Reuber, Die Besteuerung der Vereine, Wissenschaftliche Zwecke

Stand: EL 110 – ET: 02/2019

Die Förderung der Wissenschaft und Forschung ist gemeinnützig (s. § 52 Abs. 2 Nr. 1 AO, Anhang 1b).

Wissenschaft ist das systematische Ganze der Erkenntnis, das der Idee nach alle Gebiete der Erkenntnisse umfasst. Die Wissenschaft umfasst im Allgemeinen die Forschung und Lehre auf den Gebieten der Geistes- und Naturwissenschaften. Die Geisteswissenschaften sind im Gegensatz zu den Naturwissenschaften sinnverstehend und nacherlebt. Unter Wissenschaft wird der ernsthafte planmäßige Versuch zur Ermittlung der Wahrheit, die Forschung und die Weitergabe der Erkenntnisse im nachvollziehbaren überprüften Umfang verstanden. Auch die theoretischen und angewandten Wissenschaften sind unter die wissenschaftlichen Zwecke einzuordnen.

Zu den Begriffen Wissenschaft und Forschung i. S. v. § 52 Abs. 2 Nr. 1 AO (s. Anhang 1b) s. auch FG Schleswig–Holstein vom 22.03.1996, EFG 1996, 940 m. w. N. Die Förderung von Wissenschaft und Forschung muss darauf gerichtet sein, die Arbeitsergebnisse der wissenschaftlichen Betätigungen der Allgemeinheit zugänglich zu machen. Dies erfolgt im Regelfall durch Publikationen. Hierzu s. auch "Forschung". Eine Zweckverwirklichung im Bereich der Wissenschaft liegt aber auch regelmäßig durch die Abhaltung von wissenschaftlichen Lehrveranstaltungen, die Herausgabe von wissenschaftlichen Werken, die Führung von wissenschaftlichen Sammlungen oder die Unterhaltung durch Bibliotheken vor.

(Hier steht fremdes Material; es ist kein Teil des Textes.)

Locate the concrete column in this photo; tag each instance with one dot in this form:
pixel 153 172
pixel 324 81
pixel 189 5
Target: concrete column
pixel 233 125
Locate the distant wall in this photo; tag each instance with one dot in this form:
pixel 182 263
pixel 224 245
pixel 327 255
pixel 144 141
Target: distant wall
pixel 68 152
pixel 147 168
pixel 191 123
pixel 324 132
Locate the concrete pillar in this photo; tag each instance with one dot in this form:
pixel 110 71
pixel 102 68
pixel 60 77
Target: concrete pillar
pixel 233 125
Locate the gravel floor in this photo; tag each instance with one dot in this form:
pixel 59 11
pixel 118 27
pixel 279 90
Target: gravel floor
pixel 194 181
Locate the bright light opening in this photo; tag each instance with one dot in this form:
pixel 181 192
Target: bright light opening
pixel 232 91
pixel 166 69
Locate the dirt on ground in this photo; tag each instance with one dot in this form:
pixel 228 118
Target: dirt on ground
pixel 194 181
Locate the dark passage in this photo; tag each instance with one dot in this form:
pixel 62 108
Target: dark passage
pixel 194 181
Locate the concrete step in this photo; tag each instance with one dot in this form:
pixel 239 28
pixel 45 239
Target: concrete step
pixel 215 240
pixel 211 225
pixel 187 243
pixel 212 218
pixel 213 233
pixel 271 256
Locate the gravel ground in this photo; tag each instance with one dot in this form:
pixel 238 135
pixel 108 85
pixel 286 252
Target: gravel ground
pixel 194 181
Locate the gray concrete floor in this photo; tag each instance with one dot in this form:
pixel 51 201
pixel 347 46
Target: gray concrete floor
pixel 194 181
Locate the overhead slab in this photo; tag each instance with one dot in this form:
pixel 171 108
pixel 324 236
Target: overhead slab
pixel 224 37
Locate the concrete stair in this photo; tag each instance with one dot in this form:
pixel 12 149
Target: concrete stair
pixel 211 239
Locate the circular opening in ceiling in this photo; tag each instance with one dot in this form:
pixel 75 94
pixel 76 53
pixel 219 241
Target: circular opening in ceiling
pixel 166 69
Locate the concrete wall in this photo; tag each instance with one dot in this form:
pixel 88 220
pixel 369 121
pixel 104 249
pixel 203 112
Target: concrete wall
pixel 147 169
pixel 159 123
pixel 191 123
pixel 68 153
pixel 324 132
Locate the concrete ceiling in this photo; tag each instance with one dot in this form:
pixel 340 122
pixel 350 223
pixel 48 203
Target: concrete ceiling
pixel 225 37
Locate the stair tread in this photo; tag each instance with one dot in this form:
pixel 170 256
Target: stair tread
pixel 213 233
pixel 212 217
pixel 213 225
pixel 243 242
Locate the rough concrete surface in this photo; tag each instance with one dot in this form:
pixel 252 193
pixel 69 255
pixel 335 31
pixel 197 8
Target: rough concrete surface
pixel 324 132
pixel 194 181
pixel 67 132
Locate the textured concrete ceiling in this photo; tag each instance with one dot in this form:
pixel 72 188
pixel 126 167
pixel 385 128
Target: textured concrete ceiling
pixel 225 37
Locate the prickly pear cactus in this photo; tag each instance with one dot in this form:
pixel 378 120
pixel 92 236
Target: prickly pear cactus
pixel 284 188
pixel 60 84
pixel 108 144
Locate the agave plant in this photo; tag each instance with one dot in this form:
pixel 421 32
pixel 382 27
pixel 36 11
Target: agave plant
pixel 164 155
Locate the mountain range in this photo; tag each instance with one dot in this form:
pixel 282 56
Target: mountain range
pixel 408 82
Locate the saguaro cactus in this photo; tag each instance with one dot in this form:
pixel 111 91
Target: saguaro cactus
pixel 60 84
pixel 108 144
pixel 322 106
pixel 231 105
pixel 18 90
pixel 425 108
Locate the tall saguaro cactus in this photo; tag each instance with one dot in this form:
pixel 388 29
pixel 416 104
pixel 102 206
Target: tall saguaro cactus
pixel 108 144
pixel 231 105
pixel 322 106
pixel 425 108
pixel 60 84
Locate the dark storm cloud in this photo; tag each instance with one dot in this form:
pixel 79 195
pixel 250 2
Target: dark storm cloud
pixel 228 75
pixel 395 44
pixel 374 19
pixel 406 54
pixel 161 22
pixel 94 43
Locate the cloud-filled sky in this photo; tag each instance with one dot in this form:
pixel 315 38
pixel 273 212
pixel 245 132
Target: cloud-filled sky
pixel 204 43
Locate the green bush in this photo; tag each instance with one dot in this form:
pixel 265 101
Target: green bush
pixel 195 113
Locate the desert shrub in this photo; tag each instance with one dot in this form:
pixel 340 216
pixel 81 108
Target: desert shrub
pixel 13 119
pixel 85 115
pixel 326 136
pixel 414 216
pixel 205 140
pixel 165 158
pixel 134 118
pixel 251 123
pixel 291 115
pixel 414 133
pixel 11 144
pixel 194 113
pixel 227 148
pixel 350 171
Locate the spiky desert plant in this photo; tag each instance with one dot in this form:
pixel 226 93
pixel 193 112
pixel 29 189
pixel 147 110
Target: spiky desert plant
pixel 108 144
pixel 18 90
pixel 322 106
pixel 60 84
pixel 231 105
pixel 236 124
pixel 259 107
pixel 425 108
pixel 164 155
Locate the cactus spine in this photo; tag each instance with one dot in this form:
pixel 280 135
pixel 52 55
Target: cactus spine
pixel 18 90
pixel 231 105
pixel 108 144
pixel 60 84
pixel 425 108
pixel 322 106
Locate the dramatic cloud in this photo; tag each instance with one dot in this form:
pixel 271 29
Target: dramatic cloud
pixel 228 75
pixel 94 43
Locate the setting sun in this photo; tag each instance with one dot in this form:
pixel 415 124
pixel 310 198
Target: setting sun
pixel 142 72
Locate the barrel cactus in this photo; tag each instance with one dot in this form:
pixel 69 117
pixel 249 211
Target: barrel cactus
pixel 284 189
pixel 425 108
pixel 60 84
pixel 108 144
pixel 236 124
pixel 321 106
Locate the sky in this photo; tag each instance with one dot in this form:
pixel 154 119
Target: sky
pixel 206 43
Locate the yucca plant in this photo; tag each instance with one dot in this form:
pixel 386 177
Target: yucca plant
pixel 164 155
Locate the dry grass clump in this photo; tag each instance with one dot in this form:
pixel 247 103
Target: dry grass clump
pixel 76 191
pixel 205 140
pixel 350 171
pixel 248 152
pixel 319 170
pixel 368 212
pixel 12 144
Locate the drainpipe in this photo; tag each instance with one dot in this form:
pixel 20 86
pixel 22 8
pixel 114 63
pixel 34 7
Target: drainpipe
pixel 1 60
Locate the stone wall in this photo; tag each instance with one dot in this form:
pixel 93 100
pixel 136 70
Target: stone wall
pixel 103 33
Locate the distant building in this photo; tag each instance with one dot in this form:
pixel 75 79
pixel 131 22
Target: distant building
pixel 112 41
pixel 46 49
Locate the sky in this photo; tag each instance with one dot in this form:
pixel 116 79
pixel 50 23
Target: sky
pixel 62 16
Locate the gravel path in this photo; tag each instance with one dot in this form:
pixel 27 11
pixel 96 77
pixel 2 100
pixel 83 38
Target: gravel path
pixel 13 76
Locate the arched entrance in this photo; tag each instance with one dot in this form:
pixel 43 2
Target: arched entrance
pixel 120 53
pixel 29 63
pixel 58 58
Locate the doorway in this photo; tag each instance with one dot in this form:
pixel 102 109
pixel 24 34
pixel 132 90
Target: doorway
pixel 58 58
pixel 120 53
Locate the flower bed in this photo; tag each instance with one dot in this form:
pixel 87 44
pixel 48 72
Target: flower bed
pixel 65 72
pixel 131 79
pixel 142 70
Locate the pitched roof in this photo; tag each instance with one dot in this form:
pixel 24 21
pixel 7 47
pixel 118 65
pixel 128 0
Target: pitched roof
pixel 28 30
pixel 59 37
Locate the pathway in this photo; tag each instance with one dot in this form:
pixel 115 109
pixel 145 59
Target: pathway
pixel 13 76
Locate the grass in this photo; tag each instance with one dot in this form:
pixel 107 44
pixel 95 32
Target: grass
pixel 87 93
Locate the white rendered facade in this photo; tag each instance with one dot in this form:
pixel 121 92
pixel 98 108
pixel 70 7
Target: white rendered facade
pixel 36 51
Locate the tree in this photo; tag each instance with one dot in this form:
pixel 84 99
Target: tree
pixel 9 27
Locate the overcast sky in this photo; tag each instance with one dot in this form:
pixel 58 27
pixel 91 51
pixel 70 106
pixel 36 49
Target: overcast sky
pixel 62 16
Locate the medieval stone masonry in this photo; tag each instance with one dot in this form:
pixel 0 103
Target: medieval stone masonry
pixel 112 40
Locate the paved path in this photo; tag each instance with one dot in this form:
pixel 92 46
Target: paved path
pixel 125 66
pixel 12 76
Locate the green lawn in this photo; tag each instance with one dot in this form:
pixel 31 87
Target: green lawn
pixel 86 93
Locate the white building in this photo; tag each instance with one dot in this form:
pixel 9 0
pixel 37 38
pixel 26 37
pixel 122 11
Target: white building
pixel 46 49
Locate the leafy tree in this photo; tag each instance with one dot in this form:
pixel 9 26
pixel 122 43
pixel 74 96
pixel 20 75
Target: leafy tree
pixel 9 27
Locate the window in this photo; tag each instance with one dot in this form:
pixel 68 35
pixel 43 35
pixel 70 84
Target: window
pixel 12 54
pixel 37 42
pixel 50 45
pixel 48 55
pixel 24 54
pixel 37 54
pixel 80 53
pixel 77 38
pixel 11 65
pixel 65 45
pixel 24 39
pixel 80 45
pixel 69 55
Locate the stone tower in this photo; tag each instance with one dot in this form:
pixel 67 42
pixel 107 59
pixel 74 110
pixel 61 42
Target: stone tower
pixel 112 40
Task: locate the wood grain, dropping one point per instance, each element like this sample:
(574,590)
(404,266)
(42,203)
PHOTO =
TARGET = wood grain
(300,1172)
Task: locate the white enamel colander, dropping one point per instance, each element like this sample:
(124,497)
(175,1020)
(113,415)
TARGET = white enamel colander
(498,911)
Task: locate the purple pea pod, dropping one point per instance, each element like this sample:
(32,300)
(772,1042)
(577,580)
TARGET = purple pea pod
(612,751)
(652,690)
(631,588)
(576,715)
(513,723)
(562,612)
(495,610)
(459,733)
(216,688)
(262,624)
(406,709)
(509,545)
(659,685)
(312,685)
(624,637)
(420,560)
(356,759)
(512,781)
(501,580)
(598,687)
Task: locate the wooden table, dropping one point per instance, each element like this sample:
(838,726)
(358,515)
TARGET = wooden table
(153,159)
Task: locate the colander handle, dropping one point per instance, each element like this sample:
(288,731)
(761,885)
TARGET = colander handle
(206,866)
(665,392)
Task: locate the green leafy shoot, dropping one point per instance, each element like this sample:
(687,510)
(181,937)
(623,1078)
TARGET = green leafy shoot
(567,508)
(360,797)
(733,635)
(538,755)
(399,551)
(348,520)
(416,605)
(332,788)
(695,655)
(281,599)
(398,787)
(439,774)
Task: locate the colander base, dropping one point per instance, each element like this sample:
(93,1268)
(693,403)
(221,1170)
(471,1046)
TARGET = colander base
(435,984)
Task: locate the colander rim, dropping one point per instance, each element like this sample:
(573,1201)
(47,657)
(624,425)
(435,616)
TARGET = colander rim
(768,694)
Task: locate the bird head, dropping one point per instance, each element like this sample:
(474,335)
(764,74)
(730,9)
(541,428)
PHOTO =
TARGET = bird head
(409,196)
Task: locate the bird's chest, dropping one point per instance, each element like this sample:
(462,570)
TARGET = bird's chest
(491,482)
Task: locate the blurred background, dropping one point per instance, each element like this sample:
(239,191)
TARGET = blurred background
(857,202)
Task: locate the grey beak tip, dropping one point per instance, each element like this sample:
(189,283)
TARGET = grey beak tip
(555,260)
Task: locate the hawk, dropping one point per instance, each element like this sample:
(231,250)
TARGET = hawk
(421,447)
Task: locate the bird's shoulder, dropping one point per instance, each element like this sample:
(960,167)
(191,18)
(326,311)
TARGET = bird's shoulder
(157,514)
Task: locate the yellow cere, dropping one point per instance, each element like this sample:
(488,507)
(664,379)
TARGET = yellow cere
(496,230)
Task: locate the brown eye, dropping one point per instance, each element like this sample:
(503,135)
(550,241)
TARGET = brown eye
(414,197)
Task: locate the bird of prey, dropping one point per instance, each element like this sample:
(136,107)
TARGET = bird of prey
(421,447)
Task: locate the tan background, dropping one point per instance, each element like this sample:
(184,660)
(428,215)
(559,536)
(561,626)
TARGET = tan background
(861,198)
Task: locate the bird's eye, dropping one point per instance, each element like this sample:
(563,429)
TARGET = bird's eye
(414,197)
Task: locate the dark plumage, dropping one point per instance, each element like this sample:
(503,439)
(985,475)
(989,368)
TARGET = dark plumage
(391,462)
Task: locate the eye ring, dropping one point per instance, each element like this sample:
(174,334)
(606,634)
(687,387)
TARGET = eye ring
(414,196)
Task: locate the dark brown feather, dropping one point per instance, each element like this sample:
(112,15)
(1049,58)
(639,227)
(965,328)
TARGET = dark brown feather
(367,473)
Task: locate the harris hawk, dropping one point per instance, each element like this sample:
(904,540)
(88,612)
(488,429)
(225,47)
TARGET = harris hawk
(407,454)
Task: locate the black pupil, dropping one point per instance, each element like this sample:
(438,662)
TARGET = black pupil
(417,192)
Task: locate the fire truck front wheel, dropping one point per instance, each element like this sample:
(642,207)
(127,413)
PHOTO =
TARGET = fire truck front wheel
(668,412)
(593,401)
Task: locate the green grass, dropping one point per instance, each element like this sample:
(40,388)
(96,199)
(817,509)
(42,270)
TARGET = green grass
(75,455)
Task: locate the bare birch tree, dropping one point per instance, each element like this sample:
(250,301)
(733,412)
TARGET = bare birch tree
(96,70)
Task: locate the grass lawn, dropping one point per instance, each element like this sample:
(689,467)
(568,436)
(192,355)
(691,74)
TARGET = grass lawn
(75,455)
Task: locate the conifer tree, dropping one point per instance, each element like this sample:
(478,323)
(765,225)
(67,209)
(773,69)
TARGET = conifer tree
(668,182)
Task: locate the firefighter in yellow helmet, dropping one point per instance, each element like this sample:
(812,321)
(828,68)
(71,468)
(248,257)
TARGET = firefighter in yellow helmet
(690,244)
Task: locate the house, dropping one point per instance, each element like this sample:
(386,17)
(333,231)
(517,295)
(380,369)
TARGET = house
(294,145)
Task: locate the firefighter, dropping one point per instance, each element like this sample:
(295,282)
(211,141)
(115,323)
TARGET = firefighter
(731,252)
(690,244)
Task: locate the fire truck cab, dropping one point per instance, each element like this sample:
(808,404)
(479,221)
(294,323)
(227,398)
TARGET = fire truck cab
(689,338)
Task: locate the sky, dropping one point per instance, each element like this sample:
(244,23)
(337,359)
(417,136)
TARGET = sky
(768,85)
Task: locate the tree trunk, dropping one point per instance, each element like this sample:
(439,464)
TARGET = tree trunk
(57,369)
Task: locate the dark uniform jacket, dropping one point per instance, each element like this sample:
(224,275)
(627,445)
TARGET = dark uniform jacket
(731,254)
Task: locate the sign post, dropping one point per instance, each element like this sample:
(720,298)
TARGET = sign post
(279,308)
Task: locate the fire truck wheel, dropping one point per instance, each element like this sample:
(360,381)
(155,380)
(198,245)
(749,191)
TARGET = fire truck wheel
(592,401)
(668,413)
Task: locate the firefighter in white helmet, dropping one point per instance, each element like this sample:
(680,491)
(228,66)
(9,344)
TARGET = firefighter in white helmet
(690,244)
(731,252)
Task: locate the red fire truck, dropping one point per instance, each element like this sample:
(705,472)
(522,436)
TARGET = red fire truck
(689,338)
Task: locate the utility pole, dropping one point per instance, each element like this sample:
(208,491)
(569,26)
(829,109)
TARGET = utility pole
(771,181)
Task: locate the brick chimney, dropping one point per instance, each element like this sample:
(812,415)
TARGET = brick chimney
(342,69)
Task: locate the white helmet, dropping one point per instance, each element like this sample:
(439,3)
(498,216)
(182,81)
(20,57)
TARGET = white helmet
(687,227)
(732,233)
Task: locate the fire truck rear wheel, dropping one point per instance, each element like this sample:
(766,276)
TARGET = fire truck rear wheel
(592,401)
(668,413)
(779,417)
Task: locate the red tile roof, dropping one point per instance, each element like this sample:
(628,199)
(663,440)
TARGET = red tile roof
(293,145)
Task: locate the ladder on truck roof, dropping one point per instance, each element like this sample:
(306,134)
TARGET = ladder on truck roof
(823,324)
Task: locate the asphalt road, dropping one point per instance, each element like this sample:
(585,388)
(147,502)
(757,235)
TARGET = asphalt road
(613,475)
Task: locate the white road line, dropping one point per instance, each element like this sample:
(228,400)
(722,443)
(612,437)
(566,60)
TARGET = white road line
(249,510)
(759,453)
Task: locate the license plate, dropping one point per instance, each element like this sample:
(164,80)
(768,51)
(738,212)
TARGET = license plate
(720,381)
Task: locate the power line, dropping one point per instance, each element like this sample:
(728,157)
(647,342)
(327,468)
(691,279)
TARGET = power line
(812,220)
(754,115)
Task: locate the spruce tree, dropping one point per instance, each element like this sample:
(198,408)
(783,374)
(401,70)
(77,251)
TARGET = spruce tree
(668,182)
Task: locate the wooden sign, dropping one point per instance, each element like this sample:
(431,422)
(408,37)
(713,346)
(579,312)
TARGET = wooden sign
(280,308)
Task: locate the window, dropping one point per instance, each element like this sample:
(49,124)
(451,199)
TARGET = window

Werden von Vereinen selbst wissenschaftliche Veranstaltungen oder Forschungsvorhaben durchgeführt, wird in der Regel Gemeinnützigkeit gegeben sein. Wissenschaft ist der Oberbegriff, der den engen Bezug von Forschung und Lehre zum Ausdruck bringt (BVerfG vom 29.05.1973, BVerfGE 35, 79). Da die Erforschung neuer Fragestellungen den Fortschritt der Wissenschaft begünstigt und zugleich die notwendige Voraussetzung ist, um die Lehre als eine Übermittlung wissenschaftlich fundierter Erkenntnisse, welche durch die Forschung gewonnen werden, zu nutzen, ist eine engere Verbindung gegeben (Buchna/Leichinger/Seeger/Brox, Gemeinnützigkeit im Steuerrecht, 11. Auflage, 71). So verfolgen auch heute Universitäten und Hochschulen wissenschaftliche Zwecke.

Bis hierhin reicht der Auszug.